Solved – Convergence of Value Iteration in Reinforcement Learning

reinforcement learning

I am struggling to understand when the value iteration algorithm converge.

Suppose that I use a discount 1.

Will the algorithm always converge if I have terminal states in the MDP or it has to do on how I define the rewards?

I understand that if I have terminal states in the MDP the MDP is episodic. So will end sometime. So, do I have to use a discount smaller than 1 to converge?

Best Answer

There are a few requirements for Value Iteration to guarantee convergence:

  • State space and action space should be finite

  • Reward values should have an upper and lower bound

  • Environment should be episodic or if continuous then discount factor should be less than 1

  • The value function should be represented as a table, one entry per state. If you use function approximation over state vectors, then value iteration can be unstable, just like Q Learning.

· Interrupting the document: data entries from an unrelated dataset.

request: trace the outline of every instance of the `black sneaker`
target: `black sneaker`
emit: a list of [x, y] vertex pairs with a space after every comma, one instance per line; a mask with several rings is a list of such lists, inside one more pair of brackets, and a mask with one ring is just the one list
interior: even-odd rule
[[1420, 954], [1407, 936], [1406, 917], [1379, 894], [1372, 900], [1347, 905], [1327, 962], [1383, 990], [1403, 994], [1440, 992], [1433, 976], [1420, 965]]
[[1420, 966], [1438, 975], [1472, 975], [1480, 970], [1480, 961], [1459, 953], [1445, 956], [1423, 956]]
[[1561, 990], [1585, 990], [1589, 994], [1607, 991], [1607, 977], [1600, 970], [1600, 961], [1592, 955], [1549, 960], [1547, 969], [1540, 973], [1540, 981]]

I understand that if I have terminal states in the MDP the MDP is episodic. So will end sometime.

That is not necessarily a strong enough guarantee. If there are loops in state possible, where an agent could either get stuck gaining negative rewards, or where it could gain infinite positive reward over time, then you may have a problem with episodes not ending.

So, do I have to use a discount smaller than 1 to converge?

For a strictly episodic problem - no opt-in loops with positive reward, no "trap" loops with negative reward - then no. Discounting is not required in that case.